ハナミズキ

<真夏の告白(1)>

 六時間目の数学の授業中、瑞希が分からないと言っていた問題が出てきた。
 教壇の上では、黒縁眼鏡を掛けた教師が体半分をチョークの粉まみれにしながら黒板上で生徒達に解かせた問題の解説をしている。教師がここは大切だとばかりに声を強めるたびに、先の削れたチョークが黒板に打ちつけられてコツコツと鳴った。

 貴之のいる二組は男子クラスだ。高校自体は男女共学なのだが、男女の人数比と希望進路の関係で毎年一つは男子しかいないクラスができる。
 「男子クラスに当たる」というのは、良くも悪くも一種の宝くじのようなものだ。貴之もクラス替えの発表の時には「げっ」と思ったが、実際生活してみると男子だけの教室はなかなか気楽で楽しかった。クラスの団結力も、今までいたどのクラスよりも強い気がする。
 それに、実を言えば女子がいようといなかろうと貴之にはあまり関係のないことなのだ。
 貴之は理系で、瑞希は文系。男女混合のクラスに入ったとしても、彼女と机を並べる可能性はない。

 教室の中に女子がいないというのは気が緩むものなのか、それともこれが自分たち男子クラスの特権だと思うのか、教室の中はいつも雑然としていた。
 椅子の背もたれには一体いつ洗濯したのか分からないジャージが掛けられ、窓際のカーテンの陰にはずらりと並んだ空のペットボトル。掃除用具入れの上には、誰かがどこかから拾ってきた薬局の宣伝用の人形が鎮座ましましている。夜中に見たら、きっとかなり怖いのだろう。
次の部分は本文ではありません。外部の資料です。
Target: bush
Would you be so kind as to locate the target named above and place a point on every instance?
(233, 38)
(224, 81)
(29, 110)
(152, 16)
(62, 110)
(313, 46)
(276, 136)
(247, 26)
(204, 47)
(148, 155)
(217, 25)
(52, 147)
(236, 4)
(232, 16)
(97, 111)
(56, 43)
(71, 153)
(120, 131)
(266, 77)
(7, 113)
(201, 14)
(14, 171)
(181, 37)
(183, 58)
 体育の後ということもあり、教室の中はいつもよりも汗臭かった。貴之は、解説をメモして明日教えてやろうと思いながら、姿勢を正して黒板を見た。この教師の解説は、簡潔で分かりやすいのだ。普段の話はとても回りくどいのだけれど。
 赤色のチョークで書かれた解説を一通りノートに書きこむと、貴之はふうと息をついて窓の外に目をやった。
 中庭に面したこの教室の窓からは、創立何十周年だかの記念に作られたのだというオブジェが見えた。「愛と勇気」がテーマだという妙な形をしたオブジェの先端には金属片が付いていて、風が吹くたびにしゃらしゃらと揺れる。
 華やいだその音色は夏の昼下がりなどに聞けば風流で良いものなのだが、試験中だろうが何だろうがお構いなしに鳴るので生徒の間での評判は賛否両論だ。そのせいか、授業中、誰もいない中庭の真ん中でぽつんと揺れる金属片はどこか申し訳なさそうに身を縮めているようだった。
 貴之は、微かに響く遠慮がちな金属音を聞きながら、瑞希はこの音が好きだと言ってたっけ……とぼんやりと思った。

 瑞希は可愛い、と貴之は思う。
 今まで誰にも言ったことはないし、これからも絶対に言わないけれど。
 校内で噂になるほどの美人ではないけれど、彼女の素朴な愛らしさは人をほっとさせるものがある。
 まるで野の花のように無邪気に微笑む彼女が、貴之はたまらなく好きだった。
 今まで誰にも言ったことはないし、これからは絶対に言えないことなのだけれど。